Dans L’heure des pros 2, diffusée sur CNews ce jeudi 6 mai, Michel Sardou a révélé comment il avait découvert sa véritable ascendance grâce à un test ADN précis.

Invité sur le plateau de L’heure des pros 2, diffusé ce jeudi 6 mai sur CNews, Michel Sardou a évoqué ses origines dans la sortie de son autobiographie Je ne suis pas mort… Je dors. Celui qui « croyait qu’il venait du Sud », comme « son père et son grand-père » a eu bien des surprises après avoir appris, lors d’un repas avec des amis, qu’il existait « un système de recherches ADN ». « Je me suis dit : ‘Tiens, c’est marrant ça. Je vais le faire !’ », a expliqué le chanteur à Pascal Praud.

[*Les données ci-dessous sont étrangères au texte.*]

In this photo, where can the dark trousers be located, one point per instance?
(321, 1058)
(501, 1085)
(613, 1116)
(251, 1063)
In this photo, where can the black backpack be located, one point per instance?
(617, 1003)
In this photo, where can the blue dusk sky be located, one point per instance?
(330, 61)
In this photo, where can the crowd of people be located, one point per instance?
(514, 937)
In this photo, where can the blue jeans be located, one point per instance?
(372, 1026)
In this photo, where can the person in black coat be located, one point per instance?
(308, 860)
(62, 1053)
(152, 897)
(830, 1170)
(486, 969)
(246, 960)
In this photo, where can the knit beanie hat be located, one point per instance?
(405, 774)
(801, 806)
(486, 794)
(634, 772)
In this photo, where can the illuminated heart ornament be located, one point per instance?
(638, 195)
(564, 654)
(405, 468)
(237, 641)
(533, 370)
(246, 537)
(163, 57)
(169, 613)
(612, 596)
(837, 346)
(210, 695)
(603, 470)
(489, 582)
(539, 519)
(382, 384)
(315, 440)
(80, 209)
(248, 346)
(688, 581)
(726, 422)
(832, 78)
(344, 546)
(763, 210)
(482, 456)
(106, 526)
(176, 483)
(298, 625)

Michel Sardou plus proche d’un lac irlandais qu’il ne l’imaginait

« On m’envoie le goupillon et je l’envoie », a poursuivi celui qui a donc réalisé ce test salivaire, avant de tout mettre dans un courrier pour l’analyse des résultats. Michel Sardou s’imaginait alors qu’il avait du sang « italien ou, au mieux, grec, peut-être ». Des suppositions pas tout à fait justes… « Le retour, c’est : 10% Italien. Tout le reste, c’est Écossais, Gallois, Irlandais ! », a développé l’artiste, qui est « resté sur le cul », en découvrant la provenance de ses origines. « Oui, je suis citoyen d’honneur, mais je ne pensais pas… », a lancé le mari d’Anne-Marie Périer, avant d’ajouter, avec une touche d’humour : « Peut-être que Les Lacs du Connemara, c’est un vieil aïeul qui est revenu ! »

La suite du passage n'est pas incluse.